Cinéma et politique forment un cocktail explosif dans Un simple accident, une Palme d'Or courageuse qui interroge l'humanité en chacun de nous.
Jafar Panahi est le plus grand cinéaste iranien vivant. Après quelques films remarqués comme Le ballon blanc (Caméra d'Or en 1995) et remarquables, tel Le cercle (Lion d'Or en 2000), il a écopé en 2010 d'une peine de prison de six ans et d'une interdiction d'exercer son métier pendant deux décennies. Cela ne l'a pas empêché de réaliser en catimini cinq essais qui mélangeaient fiction et documentaire, dont l'éclairant Taxi Téhéran (Ours d'Or en 2015). Arrêté à nouveau en 2022 et libéré après une grève de la faim, le voilà de retour avec une nouvelle oeuvre phare qui a été tournée clandestinement.
Comme son titre l'indique, le long métrage débute par un simple accident. Une voiture conduite par un père de famille heurte une bête sur la route. Déjà là, le symbole de l'animal est limpide. Ces êtres anonymes ne méritent pas qu'on s'y arrête - comme ce chien qui apparaîtra plus loin dans le récit - et on a tôt fait de troquer l'image animale par celle des humains qui subissent avant de montrer les crocs. Ce qui pousse son conducteur à s'immobiliser est une défectuosité survenue au véhicule. En cherchant de l'aide, il attire l'attention d'un mécanicien. Ce dernier reconnaît la démarche de l'inconnu. Il s'agit de celle de l'homme qui l'a torturé et qui a bouleversé son existence jamais. En quête de vengeance, le mécanicien suit et kidnappe le père de famille. Mais devant le doute, il part à la recherche d'autres victimes afin d'être certain qu'il s'agit bel et bien de son ancien bourreau.
Un simple accident apparaît comme une rupture dans le cinéma de Panahi. Au lieu de sa légendaire subtilité, son plus récent effort se veut beaucoup plus critique et virulent dans sa façon d'attaquer le système en place. Il se permet même de jouer dans les plates-bandes du suspense, ce qui le rapproche de l'implacable Les graines du figuier sauvage, où son compatriote Mohammad Rasoulof a dû s'exiler afin de dévoiler son film. La noirceur règne et elle agit à la fois sur le plan politique et personnel. Que faire face au Mal ambiant? La vengeance peut-elle remplacer la justice? Et comment rompre le cycle de violence? La trame narrative n'est pas sans rappeler celle du récent Les fantômes de Jonathan Millet et les personnages doivent naviguer dans les ténèbres, au sein des limbes de leurs souvenirs, à palper l'horreur encore présente. Un exercice quelque peu démonstratif où l'émotion finit par couler à flot, notamment lorsque les interprètes - tous excellents - exposent leurs traumas.

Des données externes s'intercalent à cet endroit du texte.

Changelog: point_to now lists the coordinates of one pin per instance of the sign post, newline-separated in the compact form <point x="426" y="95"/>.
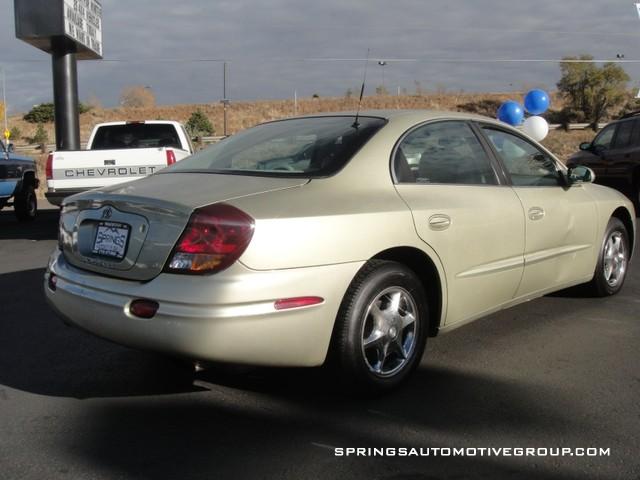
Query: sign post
<point x="69" y="30"/>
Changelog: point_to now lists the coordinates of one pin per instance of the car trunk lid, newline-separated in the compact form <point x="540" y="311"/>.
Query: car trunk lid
<point x="129" y="231"/>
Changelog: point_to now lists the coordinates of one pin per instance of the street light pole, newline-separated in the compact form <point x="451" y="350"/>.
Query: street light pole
<point x="383" y="64"/>
<point x="4" y="99"/>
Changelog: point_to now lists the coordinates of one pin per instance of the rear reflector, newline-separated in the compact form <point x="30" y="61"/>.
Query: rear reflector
<point x="49" y="167"/>
<point x="297" y="302"/>
<point x="53" y="282"/>
<point x="143" y="308"/>
<point x="171" y="157"/>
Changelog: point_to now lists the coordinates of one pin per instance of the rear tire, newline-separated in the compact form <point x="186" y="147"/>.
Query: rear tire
<point x="26" y="204"/>
<point x="613" y="260"/>
<point x="381" y="328"/>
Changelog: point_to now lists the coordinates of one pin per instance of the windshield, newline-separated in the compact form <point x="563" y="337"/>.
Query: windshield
<point x="304" y="147"/>
<point x="136" y="135"/>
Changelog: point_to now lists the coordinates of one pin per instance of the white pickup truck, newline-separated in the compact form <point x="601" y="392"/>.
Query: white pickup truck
<point x="117" y="152"/>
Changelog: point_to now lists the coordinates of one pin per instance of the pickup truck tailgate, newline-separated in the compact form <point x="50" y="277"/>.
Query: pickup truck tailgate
<point x="89" y="169"/>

Ce voyage au bout de la nuit n'est pas moins marqué par un humour noir qui caractérise la plupart des créations de son auteur, de Hors jeu à Aucun ours. Les séquences absurdes ne sont pas rares, notamment cette façon de rappeler comment la corruption gangrène tout ou cette succession rocambolesque de témoins dans une van - depuis Abbas Kiarostami, le véhicule devient généralement la métaphore du pays dans les longs métrages iraniens - qui tentent d'identifier le potentiel tortionnaire. Ces moments permettent au récit de respirer afin de mieux repartir. Le scénario brillant n'est peut-être pas dénué de didactisme, mais il n'a que faire de la satire si représentative de notre époque, comme en fait foi la sortie la semaine prochaine de l'appuyé Bugonia de Yorgos Lanthimos où il est également question d'un kidnapping.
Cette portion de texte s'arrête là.